Data Acquistion
The first phase of the project is to acquire all of the data that is needed for this project. The initial data required can be broken down into three separate data sets:

The FourSquare Top 30 Venues to Visit in Chicago
For each of the Top Site get a list of up restaurants in the surrounding area
The Chicago Police Department Crime Data for the last Year
Import Libraries
In this section we import the libraries that will be required to process the data.

The first library is Pandas.
Pandas is an open source, BSD-licensed library, providing high-performance, easy-to-use data structures and data analysis tools for the Python programming language. Pandas will be used to house each of the data sets.

The second library is Requests. Requests is a Python HTTP library, released under the Apache2 License. The goal of the project is to make HTTP requests simpler and more human-friendly.

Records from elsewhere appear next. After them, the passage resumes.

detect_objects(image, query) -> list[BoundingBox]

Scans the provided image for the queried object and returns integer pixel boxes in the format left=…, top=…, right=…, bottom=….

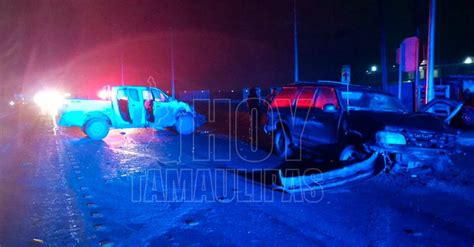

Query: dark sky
left=0, top=0, right=472, bottom=95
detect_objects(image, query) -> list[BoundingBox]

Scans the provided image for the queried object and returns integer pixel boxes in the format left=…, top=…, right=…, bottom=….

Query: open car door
left=421, top=98, right=463, bottom=125
left=113, top=88, right=145, bottom=128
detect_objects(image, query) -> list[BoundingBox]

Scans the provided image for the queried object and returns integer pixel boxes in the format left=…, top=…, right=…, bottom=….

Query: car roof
left=284, top=81, right=391, bottom=95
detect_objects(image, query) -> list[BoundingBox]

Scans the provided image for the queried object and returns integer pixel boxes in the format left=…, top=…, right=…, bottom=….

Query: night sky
left=0, top=0, right=472, bottom=96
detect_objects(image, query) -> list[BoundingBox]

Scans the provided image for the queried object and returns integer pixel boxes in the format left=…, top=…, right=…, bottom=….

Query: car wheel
left=175, top=113, right=195, bottom=135
left=273, top=127, right=293, bottom=158
left=339, top=144, right=367, bottom=163
left=83, top=118, right=110, bottom=141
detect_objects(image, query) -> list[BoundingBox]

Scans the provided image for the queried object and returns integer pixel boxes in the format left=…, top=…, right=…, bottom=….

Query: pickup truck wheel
left=339, top=145, right=367, bottom=163
left=274, top=127, right=293, bottom=158
left=175, top=113, right=195, bottom=135
left=83, top=118, right=110, bottom=140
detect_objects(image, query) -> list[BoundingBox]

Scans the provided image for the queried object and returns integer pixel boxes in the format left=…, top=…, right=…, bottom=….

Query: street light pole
left=378, top=0, right=388, bottom=91
left=170, top=28, right=176, bottom=98
left=293, top=0, right=299, bottom=83
left=425, top=0, right=436, bottom=104
left=120, top=45, right=124, bottom=86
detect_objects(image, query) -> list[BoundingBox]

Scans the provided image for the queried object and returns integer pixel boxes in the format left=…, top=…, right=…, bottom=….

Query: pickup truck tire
left=175, top=113, right=195, bottom=135
left=83, top=118, right=110, bottom=140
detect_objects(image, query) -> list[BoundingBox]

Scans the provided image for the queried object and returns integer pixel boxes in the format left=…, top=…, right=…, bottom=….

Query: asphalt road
left=1, top=106, right=474, bottom=246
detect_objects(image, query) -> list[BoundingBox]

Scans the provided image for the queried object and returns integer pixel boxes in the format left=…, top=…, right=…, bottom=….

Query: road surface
left=0, top=106, right=473, bottom=246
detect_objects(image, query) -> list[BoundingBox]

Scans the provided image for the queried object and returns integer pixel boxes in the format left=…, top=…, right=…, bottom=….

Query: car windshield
left=340, top=90, right=407, bottom=113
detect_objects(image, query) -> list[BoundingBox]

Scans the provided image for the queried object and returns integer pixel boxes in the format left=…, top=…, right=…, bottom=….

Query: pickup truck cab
left=58, top=86, right=196, bottom=140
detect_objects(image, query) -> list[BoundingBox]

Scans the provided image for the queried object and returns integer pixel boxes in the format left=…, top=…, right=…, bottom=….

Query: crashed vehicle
left=57, top=86, right=196, bottom=140
left=264, top=81, right=458, bottom=168
left=423, top=98, right=474, bottom=130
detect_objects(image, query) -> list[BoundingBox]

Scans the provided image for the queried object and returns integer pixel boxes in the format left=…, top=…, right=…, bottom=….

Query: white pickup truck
left=58, top=86, right=196, bottom=140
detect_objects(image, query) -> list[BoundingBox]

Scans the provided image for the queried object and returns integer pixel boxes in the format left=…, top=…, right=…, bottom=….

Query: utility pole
left=378, top=0, right=388, bottom=91
left=120, top=46, right=124, bottom=86
left=170, top=28, right=176, bottom=98
left=413, top=0, right=421, bottom=111
left=425, top=0, right=436, bottom=103
left=293, top=0, right=299, bottom=83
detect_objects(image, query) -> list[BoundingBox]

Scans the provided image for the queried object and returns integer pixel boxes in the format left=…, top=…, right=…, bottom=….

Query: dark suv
left=264, top=81, right=457, bottom=165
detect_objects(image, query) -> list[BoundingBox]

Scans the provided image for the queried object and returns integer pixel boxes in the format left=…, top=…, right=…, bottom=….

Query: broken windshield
left=340, top=90, right=407, bottom=113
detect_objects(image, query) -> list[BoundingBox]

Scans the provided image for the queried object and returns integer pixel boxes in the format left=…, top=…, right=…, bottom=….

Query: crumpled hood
left=348, top=111, right=448, bottom=132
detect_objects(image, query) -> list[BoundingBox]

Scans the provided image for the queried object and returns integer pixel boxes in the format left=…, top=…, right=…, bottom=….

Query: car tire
left=83, top=118, right=110, bottom=141
left=339, top=144, right=367, bottom=163
left=273, top=126, right=293, bottom=158
left=175, top=113, right=195, bottom=135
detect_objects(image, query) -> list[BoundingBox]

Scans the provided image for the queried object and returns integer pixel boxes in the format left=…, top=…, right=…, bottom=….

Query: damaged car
left=264, top=81, right=458, bottom=169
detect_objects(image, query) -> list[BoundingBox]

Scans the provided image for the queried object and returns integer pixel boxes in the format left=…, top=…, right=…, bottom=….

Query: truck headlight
left=376, top=131, right=406, bottom=145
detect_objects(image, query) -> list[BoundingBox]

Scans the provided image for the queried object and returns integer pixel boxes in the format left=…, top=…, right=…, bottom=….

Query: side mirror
left=323, top=103, right=338, bottom=113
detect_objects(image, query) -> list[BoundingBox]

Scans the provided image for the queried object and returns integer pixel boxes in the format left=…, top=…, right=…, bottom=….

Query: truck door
left=306, top=87, right=341, bottom=145
left=127, top=88, right=144, bottom=126
left=151, top=88, right=174, bottom=128
left=292, top=87, right=317, bottom=148
left=115, top=88, right=133, bottom=127
left=114, top=88, right=145, bottom=127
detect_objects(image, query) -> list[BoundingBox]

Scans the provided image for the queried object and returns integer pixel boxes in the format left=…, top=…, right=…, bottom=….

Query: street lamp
left=464, top=56, right=473, bottom=64
left=371, top=65, right=378, bottom=72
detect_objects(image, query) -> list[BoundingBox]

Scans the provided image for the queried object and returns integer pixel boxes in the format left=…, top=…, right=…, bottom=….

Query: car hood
left=348, top=110, right=448, bottom=132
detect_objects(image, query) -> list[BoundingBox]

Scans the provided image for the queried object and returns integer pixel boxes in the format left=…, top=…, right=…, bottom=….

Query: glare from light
left=464, top=57, right=473, bottom=64
left=98, top=89, right=111, bottom=100
left=370, top=65, right=377, bottom=72
left=9, top=101, right=15, bottom=106
left=64, top=92, right=72, bottom=97
left=33, top=90, right=65, bottom=115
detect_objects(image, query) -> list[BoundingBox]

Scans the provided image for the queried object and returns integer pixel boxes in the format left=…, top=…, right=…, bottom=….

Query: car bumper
left=56, top=111, right=85, bottom=127
left=369, top=144, right=456, bottom=162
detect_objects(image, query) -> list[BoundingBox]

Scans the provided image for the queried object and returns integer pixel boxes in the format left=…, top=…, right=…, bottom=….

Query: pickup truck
left=58, top=86, right=196, bottom=140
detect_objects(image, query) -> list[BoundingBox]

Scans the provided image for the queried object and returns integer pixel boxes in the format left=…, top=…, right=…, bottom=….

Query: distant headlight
left=33, top=90, right=65, bottom=115
left=376, top=131, right=406, bottom=145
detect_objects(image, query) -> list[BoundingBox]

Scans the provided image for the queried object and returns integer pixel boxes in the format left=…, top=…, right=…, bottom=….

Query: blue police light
left=376, top=131, right=406, bottom=145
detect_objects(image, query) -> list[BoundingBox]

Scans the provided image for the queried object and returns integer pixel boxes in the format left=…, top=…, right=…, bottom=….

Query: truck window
left=151, top=89, right=167, bottom=102
left=295, top=87, right=317, bottom=108
left=142, top=90, right=153, bottom=100
left=271, top=87, right=298, bottom=108
left=314, top=87, right=339, bottom=109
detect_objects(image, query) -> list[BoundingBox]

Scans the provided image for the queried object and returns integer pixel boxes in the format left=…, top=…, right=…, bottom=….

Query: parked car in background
left=57, top=86, right=196, bottom=140
left=264, top=81, right=458, bottom=167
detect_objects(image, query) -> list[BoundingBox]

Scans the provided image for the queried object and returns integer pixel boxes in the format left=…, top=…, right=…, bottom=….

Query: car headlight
left=376, top=131, right=406, bottom=145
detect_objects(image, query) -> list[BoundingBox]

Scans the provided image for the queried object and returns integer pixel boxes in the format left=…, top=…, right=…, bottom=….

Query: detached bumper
left=369, top=144, right=455, bottom=162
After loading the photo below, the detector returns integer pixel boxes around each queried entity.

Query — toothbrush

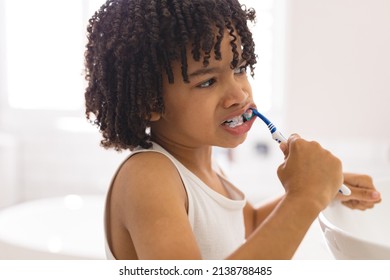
[248,108,351,196]
[250,108,288,144]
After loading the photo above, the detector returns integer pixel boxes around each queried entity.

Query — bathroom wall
[281,0,390,178]
[0,0,17,208]
[0,0,126,207]
[0,0,6,124]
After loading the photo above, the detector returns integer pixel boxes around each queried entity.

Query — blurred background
[0,0,389,259]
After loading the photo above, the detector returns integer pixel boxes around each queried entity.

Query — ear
[149,112,161,122]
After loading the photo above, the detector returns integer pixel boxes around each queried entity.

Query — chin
[216,137,247,149]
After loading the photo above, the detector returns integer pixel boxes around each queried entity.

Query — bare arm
[233,195,320,259]
[243,196,283,238]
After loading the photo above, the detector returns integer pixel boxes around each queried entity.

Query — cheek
[242,78,253,96]
[168,104,213,132]
[161,90,184,113]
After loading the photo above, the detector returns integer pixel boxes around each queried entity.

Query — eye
[197,78,216,89]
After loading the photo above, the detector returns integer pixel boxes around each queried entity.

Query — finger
[339,185,381,202]
[279,134,300,158]
[279,142,288,157]
[343,173,374,189]
[288,133,301,143]
[284,134,301,154]
[341,199,381,211]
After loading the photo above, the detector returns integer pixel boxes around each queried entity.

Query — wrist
[282,192,324,218]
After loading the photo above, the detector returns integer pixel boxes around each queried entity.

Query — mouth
[221,108,254,128]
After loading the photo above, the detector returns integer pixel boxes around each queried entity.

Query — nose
[221,80,250,109]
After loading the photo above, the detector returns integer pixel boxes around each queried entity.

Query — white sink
[0,195,106,259]
[319,179,390,259]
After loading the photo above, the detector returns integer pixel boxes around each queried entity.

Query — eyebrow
[188,66,220,78]
[188,57,246,78]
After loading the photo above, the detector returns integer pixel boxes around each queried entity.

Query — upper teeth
[222,109,253,128]
[224,115,244,128]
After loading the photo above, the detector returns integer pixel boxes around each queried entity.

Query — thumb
[279,142,288,157]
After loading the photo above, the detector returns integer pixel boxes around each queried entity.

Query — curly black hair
[84,0,257,151]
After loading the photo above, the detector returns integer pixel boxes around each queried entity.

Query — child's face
[151,31,256,149]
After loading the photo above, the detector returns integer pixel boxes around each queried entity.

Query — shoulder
[117,151,182,187]
[111,151,187,214]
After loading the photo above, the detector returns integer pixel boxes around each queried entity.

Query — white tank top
[105,142,246,259]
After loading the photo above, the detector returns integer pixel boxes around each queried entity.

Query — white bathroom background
[0,0,130,207]
[0,0,389,259]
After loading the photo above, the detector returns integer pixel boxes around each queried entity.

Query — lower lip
[221,117,256,136]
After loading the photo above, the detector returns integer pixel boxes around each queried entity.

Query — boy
[84,0,381,259]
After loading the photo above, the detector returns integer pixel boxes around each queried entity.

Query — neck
[151,136,214,175]
[151,136,231,199]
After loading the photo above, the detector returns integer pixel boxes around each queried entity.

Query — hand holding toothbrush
[249,108,351,196]
[276,134,344,210]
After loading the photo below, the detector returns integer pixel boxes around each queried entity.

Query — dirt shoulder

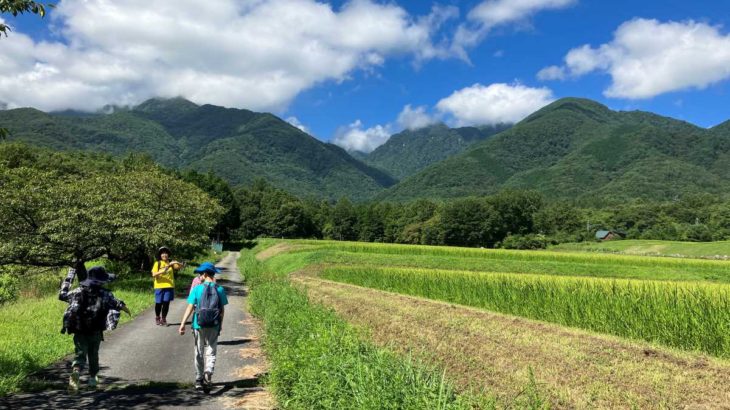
[294,274,730,409]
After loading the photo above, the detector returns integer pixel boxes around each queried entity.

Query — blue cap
[194,262,220,275]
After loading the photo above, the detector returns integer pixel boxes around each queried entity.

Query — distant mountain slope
[0,98,394,200]
[378,98,730,202]
[0,107,181,167]
[363,123,510,179]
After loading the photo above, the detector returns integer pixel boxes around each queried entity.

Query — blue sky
[3,0,730,152]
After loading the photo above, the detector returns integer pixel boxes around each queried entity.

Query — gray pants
[193,327,219,381]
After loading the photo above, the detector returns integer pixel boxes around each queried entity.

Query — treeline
[231,181,730,248]
[3,141,729,273]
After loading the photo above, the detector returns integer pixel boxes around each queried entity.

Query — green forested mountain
[379,98,730,203]
[0,98,394,200]
[362,123,510,179]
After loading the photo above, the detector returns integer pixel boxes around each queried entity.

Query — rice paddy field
[551,239,730,259]
[247,239,730,408]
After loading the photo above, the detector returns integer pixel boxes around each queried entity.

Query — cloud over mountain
[0,0,453,112]
[436,83,554,126]
[332,119,392,153]
[539,18,730,99]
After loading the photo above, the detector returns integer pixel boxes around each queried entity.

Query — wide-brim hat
[156,246,172,259]
[80,266,116,287]
[194,262,220,276]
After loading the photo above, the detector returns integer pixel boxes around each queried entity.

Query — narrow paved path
[2,252,271,410]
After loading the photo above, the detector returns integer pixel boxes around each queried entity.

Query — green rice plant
[310,250,730,283]
[321,265,730,358]
[241,251,491,409]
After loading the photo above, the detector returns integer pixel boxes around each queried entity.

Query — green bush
[0,274,19,305]
[500,234,548,250]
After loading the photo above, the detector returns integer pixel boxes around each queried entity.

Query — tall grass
[321,265,730,358]
[241,251,492,409]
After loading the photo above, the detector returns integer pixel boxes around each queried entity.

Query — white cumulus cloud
[452,0,577,58]
[0,0,453,112]
[435,83,554,126]
[332,120,392,153]
[539,18,730,99]
[397,104,438,130]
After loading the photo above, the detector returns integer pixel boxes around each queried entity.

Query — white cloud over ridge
[397,104,438,130]
[539,18,730,99]
[0,0,454,112]
[286,117,309,134]
[332,119,391,153]
[436,83,554,126]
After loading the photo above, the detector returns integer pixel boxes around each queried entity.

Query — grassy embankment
[0,251,222,396]
[551,239,730,259]
[240,247,538,409]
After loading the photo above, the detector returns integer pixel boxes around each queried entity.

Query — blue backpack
[196,283,221,327]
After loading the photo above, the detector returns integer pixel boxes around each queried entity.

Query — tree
[0,1,51,37]
[180,170,241,241]
[440,198,499,247]
[328,197,358,241]
[0,144,223,268]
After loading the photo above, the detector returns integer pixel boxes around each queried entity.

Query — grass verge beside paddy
[0,250,223,396]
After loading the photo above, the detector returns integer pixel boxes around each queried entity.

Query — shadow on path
[1,379,264,410]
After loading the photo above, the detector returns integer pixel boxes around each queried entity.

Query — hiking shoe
[88,375,100,388]
[69,369,80,390]
[160,317,168,326]
[155,317,161,326]
[194,380,204,391]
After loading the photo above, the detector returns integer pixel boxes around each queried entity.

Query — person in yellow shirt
[151,246,181,326]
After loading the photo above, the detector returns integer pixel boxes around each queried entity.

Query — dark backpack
[196,283,221,327]
[62,287,108,334]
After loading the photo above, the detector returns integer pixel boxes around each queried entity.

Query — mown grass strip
[320,265,730,358]
[241,250,493,409]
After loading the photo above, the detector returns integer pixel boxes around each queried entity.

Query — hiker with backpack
[151,246,182,326]
[59,262,130,390]
[178,262,228,391]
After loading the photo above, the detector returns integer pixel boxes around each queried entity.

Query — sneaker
[155,317,161,326]
[69,368,80,390]
[194,380,204,391]
[88,375,100,388]
[203,371,212,386]
[160,317,168,327]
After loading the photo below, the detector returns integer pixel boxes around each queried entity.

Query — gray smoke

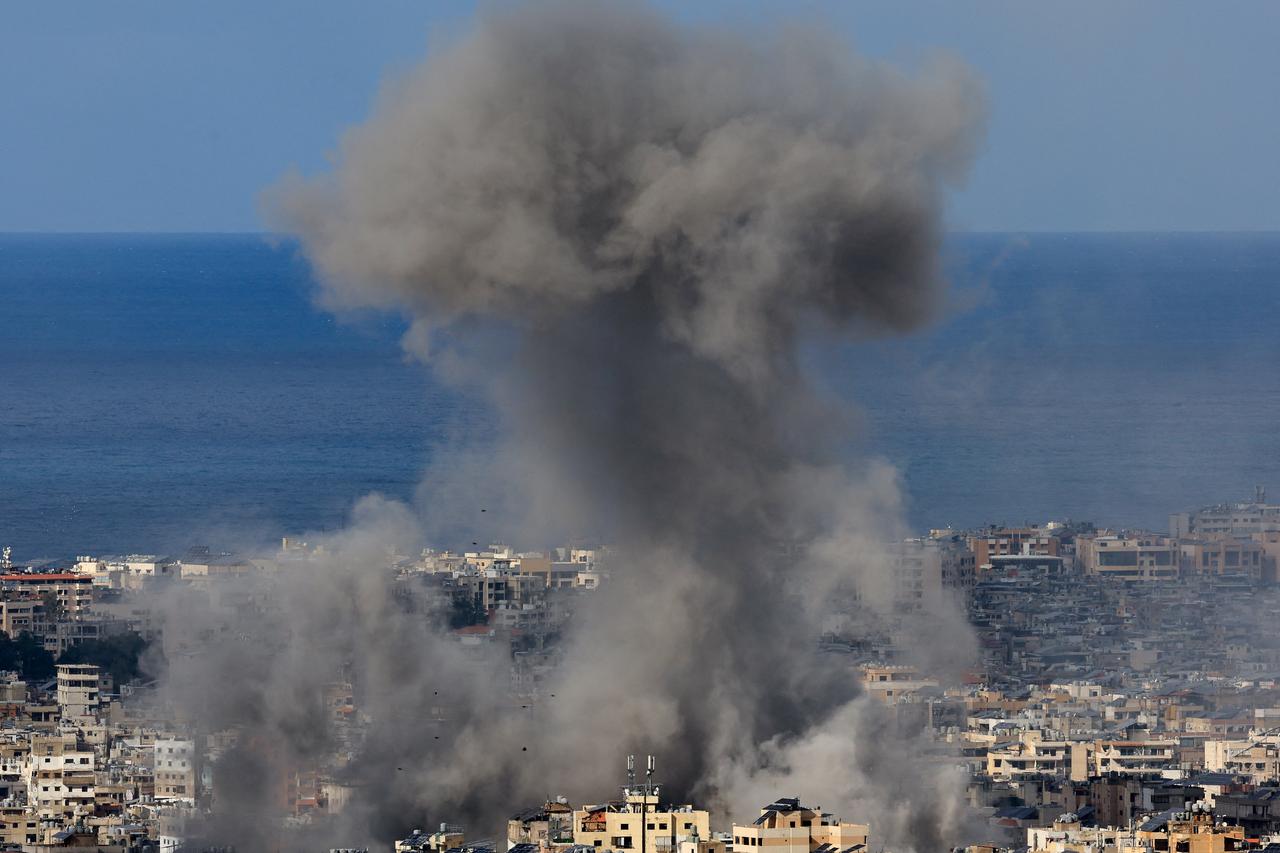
[162,2,984,850]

The next library in BeautifulSoup Beautiful Soup is a Python package for parsing HTML and XML documents. It creates a parse tree for parsed pages that can be used to extract data from HTML, which is useful for web scraping.


In [None]:
 Import Pandas to provide DataFrame support
import pandas as pd
pd.set_option('display.max_columns', None)
pd.set_option('display.max_rows', None)

# Import Requests
import requests

# Import BeautifulSoup
from bs4 import BeautifulSoup

In [None]:
import yaml

with open("./capstone_data/config.yaml", "r") as f:
    cfg = yaml.load(f)
 
search_params = {
    'client_id': cfg['client_id'],
    'client_secret': cfg['client_secret'],
    'intent': 'browse',
    'limit': 50,
    'v': cfg['version']
}


FourSquare Top 30 Venues to Visit in Chicago
FourSquare does not actually provide an API that will return a list of the top venues to visit in a city. To get this list we can though use the FourSquare website directly to request the top sites in Chicago and then use BeautifulSoup to scrape the data we need. Once we have this starting data the other supplemental data we need to complete this dataset can be retrieved from using the FourSquare Venue API.

In [None]:
# Use the Requests get method to request the top sites in Chicago
page = requests.get(
    "https://foursquare.com/explore?mode=url&near=Chicago%2C%20IL%2C%20United%20States&nearGeoId=72057594042815334&q=Top%20Picks")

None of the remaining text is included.